The Government will reveal plans for exiting Level 5 restrictions on Friday. It is believed that so-called wet pubs – those with no food service – will have to remain closed.
When the previous Lockdown restrictions were eased, some pubs introduced food service via off-site caterers or agreements with takeaways. This time, however, the rules are expected to require any pub that doesn’t have a chef or kitchen on site to remain closed.
Padraig Cribben told BreakingNews.ie: “It’s a variation on a rule from where we were before and then you’re into what constitutes a kitchen, and what constitutes a chef? It will have the same ambiguities as before and it will create the same difficulties.
“There’s a lot of anger at the spinning that’s going on and the concept of splitting up different types of pubs again. It is both unwarranted and unnecessary.”
Mr Cribben said by closing over half the pub population “it makes it more difficult for restaurants and for pubs doing food because there will be a pent-up demand”.
He also said that by preventing pubs reopening, it could just drive people to settings more likely to result in Covid outbreaks, like house parties.
“Here’s an example; I live about six miles from the town of Trim, there are 10,000 people in Trim, there are 13 pubs,” he said. “To the best of my knowledge, there’s only one of those pubs doing food.
“There’s going to be a hell of a lot of socialising in families, and we know that’s where a lot of the spikes are coming from.
“They’re going to happen in bigger numbers over Christmas [gatherings], there’ll be no social distancing or wearing of face masks, from a public health point of view it’s a crazy policy.
“What they’re really saying is, ‘we trust the publican that does food, we trust their staff, and we trust their customers’. At the same time, ‘I don’t trust you because you don’t do food, I don’t trust your staff, and I don’t trust your customers’.
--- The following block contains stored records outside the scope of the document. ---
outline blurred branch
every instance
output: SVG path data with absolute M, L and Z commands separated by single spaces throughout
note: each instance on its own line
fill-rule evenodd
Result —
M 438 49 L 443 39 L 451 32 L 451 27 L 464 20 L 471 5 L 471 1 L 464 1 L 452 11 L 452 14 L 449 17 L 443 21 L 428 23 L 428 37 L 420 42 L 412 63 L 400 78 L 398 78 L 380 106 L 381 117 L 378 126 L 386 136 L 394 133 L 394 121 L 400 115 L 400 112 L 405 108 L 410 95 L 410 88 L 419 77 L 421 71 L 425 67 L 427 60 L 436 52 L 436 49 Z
“Where’s the trust in people to act responsibly? It’s really a bias that’s being played out against the trade.”
Agenda behind closures
He accused the Government and Nphet of putting the future of the pub industry in Ireland at risk.
“December 2020 is never going to be as lucrative as a normal December, but it’s still very important as a lot of pubs haven’t been open since last March.”
“It now looks like they’ll go a full 12 months without being open: no business can survive that, and it looks to us like there’s an agenda or a determined move by Nphet together with some in Government, particularly the Taoiseach, to close the sector not just for Covid, but for good.
“Any business that has been closed for 12 months is at risk of going bust. They are resilient but there are bills coming in all the time, that’s what people forget.
“While there are supports, they’re not sufficient to cover all of those bills.”
50,000 jobs at risk
He said 50,000 jobs are imminently at risk, adding that publicans will lose experienced staff as they look for more stable employment.
“There are 50,000 staff who will be looking for more secure environments, some of those very key staff. It’s unfair on them, it’s unfair on their families and it’s a major problem.”